Enceguecida de furia como una leona enamorada y mal correspondida por su hipotético amor, la Bertalidia recorrió a grandes trancos su
estudio. En dos zancadas, fue a la ventana y –hierática, como una
primerísima dama de la tragedia griega – gritó:
–¡Tú, maldita traidora, pérfida, bandolera, vendida, delincuente,
mafiosa máquina de escribir, tú misma eres la causante de todas mis penas! Tú, que me odias en secreto porque quisieras para ti mi fama y
seguramente andas conspirando con las otras. Sí, tus colegas, las
malasteclas esas, para hacerme la vida más imposible. Pero no, a nadie
diré que pongo mis dedos sobre ti.

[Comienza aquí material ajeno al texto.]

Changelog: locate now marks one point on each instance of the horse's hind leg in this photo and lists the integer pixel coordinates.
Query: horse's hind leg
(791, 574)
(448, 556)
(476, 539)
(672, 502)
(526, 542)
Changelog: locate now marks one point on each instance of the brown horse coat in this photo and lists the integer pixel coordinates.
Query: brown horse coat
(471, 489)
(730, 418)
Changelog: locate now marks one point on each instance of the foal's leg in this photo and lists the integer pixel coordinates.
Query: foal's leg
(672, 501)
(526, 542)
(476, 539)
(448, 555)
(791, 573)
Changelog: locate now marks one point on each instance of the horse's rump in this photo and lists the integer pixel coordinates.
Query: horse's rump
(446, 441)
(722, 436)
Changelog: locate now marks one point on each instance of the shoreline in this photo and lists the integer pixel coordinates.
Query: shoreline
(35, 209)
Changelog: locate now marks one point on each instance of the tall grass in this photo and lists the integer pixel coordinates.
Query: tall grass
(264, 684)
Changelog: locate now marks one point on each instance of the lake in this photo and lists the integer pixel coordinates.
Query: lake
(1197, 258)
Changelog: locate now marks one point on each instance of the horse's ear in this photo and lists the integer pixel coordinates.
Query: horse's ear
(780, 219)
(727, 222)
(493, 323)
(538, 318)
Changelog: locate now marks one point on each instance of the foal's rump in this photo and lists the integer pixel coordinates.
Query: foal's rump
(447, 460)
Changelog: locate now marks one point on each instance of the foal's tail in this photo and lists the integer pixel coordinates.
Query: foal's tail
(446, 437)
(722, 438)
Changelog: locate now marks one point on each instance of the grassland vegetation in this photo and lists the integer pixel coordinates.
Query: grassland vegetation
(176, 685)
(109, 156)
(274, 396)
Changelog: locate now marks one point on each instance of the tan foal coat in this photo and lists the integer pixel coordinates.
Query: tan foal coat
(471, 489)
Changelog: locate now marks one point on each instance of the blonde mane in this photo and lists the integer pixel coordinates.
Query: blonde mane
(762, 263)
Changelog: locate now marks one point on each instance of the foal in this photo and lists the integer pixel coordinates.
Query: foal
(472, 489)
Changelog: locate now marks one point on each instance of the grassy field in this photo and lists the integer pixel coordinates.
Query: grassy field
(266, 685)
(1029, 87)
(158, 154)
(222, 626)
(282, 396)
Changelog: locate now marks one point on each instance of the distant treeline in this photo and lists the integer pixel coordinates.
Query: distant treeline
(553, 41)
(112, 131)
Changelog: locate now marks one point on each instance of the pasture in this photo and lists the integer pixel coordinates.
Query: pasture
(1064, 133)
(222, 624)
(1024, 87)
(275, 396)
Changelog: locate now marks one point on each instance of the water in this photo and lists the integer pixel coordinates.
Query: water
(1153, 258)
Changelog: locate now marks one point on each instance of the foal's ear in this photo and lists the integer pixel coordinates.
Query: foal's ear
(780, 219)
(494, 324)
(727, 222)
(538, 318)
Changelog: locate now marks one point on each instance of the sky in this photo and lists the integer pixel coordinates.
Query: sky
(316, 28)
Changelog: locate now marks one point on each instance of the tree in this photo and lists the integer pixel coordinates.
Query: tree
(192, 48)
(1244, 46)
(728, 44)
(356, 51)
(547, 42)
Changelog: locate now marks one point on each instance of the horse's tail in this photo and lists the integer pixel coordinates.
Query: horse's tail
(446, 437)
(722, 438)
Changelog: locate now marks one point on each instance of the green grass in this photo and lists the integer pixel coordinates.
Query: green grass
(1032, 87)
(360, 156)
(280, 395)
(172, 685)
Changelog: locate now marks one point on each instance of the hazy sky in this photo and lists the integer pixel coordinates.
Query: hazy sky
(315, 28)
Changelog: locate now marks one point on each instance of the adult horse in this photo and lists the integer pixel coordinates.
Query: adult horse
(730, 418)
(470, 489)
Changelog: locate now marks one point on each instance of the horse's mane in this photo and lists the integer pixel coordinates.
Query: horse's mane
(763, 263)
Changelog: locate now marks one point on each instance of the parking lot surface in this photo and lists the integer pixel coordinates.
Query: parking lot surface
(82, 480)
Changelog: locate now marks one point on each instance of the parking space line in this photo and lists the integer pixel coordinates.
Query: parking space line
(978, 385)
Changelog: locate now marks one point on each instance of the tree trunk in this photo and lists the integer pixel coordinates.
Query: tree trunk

A todos haré creer lo contrario. ¡Vuela, lejos de mi vista, odioso cacharro. ¡Vuelaaaaaaaa y que mal viento te
lleve por esos lares inciertos!
Y en efecto, no por voluntad propia –sino porque Bertalidia la tomó
furiosa lanzándola por los aires – ventana afuera voló la vieja maquinita
de escribir, llamada Erika, así, simplemente, como si se tratara de un
objeto volante no identificado.
La pobre Erika fue a aterrizar en medio de una concurrida y populosa calle
No es muy usual que las máquinas de escribir anden volando por las
avenidas y mucho menos en pleno día. Por eso, se armó tal atasco en la
vía pública que debió venir la policía. Sí, señor, e iniciar la pesquisa para
descubrir a la causante de aquel peligroso, alevoso, culposo, doloso,
impetuoso y casi mafioso defenestramiento (o sea, acto de tirar a alguien
por una ventana, y con evidentes intenciones de homicidio harto premeditado.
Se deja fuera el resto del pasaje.